In a normal market, the delinquency rate should be around 1.1 percent.

And, in a normal market, the unemployment rate, which started the quarter at 8.8 percent, shouldn’t climb to 9.2 percent within three months, either.

“Mortgage loans that are one payment, or 30 days, past due are very much driven by changes in the labor market, and the increase in these delinquencies clearly reflects the deterioration we saw in the labor market during the second quarter,” said Jay Brinkmann, chief economist of the MBA.

But not all is bleak. The percentage of mortgages entering foreclosure during the second quarter was 0.96 quarter, the lowest level since the fourth quarter of 2007. Foreclosure inventories also fell to the lowest level since the end of last year.

The percentage of mortgages in the foreclosure process at the end of the second quarter was 4.43 percent; down from 4.52 percent in the first quarter and 4.57 percent in the second quarter of 2010.

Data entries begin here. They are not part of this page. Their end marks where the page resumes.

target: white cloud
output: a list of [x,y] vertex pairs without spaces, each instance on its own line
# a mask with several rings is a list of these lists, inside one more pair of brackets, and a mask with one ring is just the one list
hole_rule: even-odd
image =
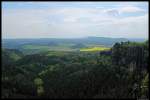
[[147,37],[148,15],[120,18],[137,7],[48,8],[2,10],[2,36],[19,37]]
[[135,6],[126,6],[118,9],[118,11],[119,13],[135,13],[135,12],[143,12],[144,10]]

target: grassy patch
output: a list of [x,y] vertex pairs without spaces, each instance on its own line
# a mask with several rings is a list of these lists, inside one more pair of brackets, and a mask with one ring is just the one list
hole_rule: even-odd
[[80,51],[104,51],[109,50],[108,47],[91,47],[91,48],[81,48]]

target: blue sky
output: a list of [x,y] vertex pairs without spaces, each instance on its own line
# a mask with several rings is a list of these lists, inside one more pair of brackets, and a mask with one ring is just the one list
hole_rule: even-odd
[[2,2],[2,38],[148,38],[148,2]]

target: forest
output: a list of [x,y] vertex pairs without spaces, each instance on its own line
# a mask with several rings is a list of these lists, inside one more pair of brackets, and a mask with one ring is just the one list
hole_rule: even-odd
[[148,59],[148,40],[103,51],[25,55],[2,48],[2,98],[148,99]]

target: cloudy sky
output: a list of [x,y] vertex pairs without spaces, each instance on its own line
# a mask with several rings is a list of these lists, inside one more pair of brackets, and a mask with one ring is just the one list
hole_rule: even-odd
[[2,2],[2,38],[148,38],[148,2]]

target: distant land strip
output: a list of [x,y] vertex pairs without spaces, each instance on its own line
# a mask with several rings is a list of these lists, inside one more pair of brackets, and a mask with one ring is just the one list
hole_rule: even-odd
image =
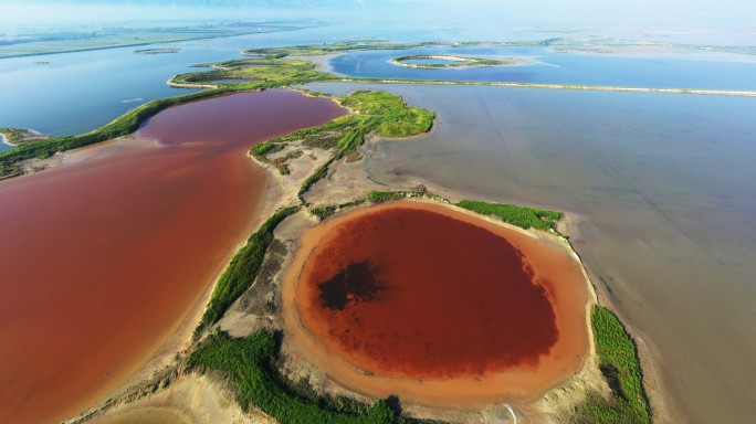
[[390,78],[348,78],[338,80],[343,83],[374,83],[374,84],[420,84],[420,85],[482,85],[493,87],[514,88],[547,88],[547,89],[581,89],[587,92],[624,92],[624,93],[664,93],[664,94],[695,94],[704,96],[737,96],[756,97],[756,91],[736,89],[702,89],[702,88],[651,88],[624,87],[611,85],[580,85],[580,84],[539,84],[492,81],[440,81],[440,80],[390,80]]

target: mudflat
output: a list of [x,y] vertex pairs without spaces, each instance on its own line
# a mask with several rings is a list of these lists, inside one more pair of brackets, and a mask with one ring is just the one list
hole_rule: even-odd
[[589,351],[571,252],[450,206],[339,215],[305,231],[288,269],[285,337],[367,395],[460,409],[532,400]]
[[139,370],[252,231],[256,142],[344,114],[290,91],[185,104],[0,183],[1,422],[52,422]]

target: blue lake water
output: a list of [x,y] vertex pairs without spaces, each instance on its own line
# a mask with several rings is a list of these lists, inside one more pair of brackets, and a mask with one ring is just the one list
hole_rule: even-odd
[[408,59],[401,61],[408,65],[459,65],[462,61],[449,61],[445,59]]
[[[190,93],[166,81],[198,71],[193,64],[241,59],[242,47],[357,36],[451,41],[469,34],[456,26],[375,32],[343,24],[138,47],[178,45],[182,51],[176,54],[123,47],[4,59],[0,127],[88,131],[145,102]],[[518,56],[535,64],[412,70],[388,63],[408,54]],[[42,61],[50,64],[34,64]],[[355,52],[330,65],[345,75],[387,78],[756,89],[755,61],[713,53],[471,47]],[[573,242],[594,283],[643,337],[664,388],[687,417],[682,422],[746,422],[756,414],[747,378],[756,374],[755,98],[370,87],[401,94],[440,117],[427,138],[381,145],[369,163],[374,179],[392,183],[412,176],[492,200],[573,212],[579,218]]]
[[[516,56],[534,61],[534,64],[424,70],[389,63],[391,59],[414,54]],[[706,52],[620,56],[554,53],[540,46],[438,47],[353,52],[333,57],[328,64],[334,72],[354,77],[756,89],[756,59]]]
[[739,423],[756,414],[756,98],[308,88],[386,89],[434,110],[439,125],[428,136],[366,147],[371,181],[439,184],[465,198],[568,212],[570,243],[601,301],[651,351],[678,412],[672,422]]

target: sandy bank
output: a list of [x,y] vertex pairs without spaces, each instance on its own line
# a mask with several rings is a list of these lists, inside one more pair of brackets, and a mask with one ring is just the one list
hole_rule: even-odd
[[[447,216],[484,227],[506,237],[531,258],[536,275],[547,288],[557,315],[559,340],[548,356],[537,364],[521,365],[486,375],[471,375],[447,380],[412,381],[366,374],[343,359],[342,352],[329,351],[302,325],[296,300],[302,267],[318,242],[334,225],[354,215],[369,215],[389,208],[431,210]],[[539,252],[540,251],[540,252]],[[375,208],[363,208],[306,230],[282,286],[285,337],[297,356],[322,368],[339,384],[371,398],[397,394],[406,402],[440,407],[476,410],[502,402],[527,402],[542,396],[549,389],[578,373],[590,351],[586,312],[592,301],[580,264],[565,250],[561,242],[547,235],[515,230],[460,210],[426,202],[399,202]],[[540,256],[540,257],[537,257]],[[558,266],[555,266],[555,262]],[[548,266],[545,264],[548,263]],[[565,277],[565,273],[569,277]],[[557,284],[559,282],[560,284]]]

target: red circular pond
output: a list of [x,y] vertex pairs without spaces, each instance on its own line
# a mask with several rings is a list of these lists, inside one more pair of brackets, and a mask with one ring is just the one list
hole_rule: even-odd
[[330,229],[297,298],[311,333],[390,378],[535,365],[559,336],[548,289],[513,244],[423,209],[381,209]]

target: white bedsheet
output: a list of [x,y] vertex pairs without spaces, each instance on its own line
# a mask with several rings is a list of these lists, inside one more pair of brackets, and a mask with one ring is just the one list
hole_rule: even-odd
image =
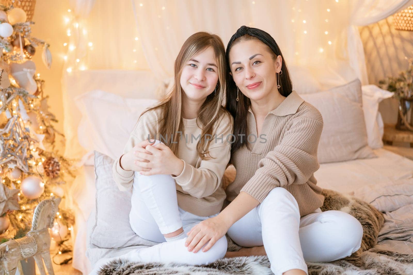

“While some have argued that this drop in foreclosures is a temporary drop which does not reflect the problems yet to come, this does not appear to be the case, at least at the national level,” said Brinkmann. “The percentage of loans 90 days or more past due continues to fall along with the foreclosure rate, and is at the lowest point since the beginning of 2009. Were there a growing backlog, we would expect to see the 90-plus day delinquent category increasing.”

Brinkmann said just five states accounted for 52 percent of the foreclosure inventory in the second quarter.

Illinois is one of those states with 7 percent of all mortgages in foreclosure. But it seems to be a legal issue that’s keeping our numbers up.

“The single biggest factor determining whether or not a state has a large backlog of foreclosures is whether the state has a judicial foreclosure system, meaning whether or not a foreclosure needs to go through the courts. Of the 9 states whose percentage of loans in foreclosure is higher than the national average, only one, Nevada, does not have a judicial system of foreclosure.

“Therefore, as we work toward resolving the foreclosure overhang in the housing market, we should be careful to distinguish between the economic impediments to resolution and the legal impediments to resolution.”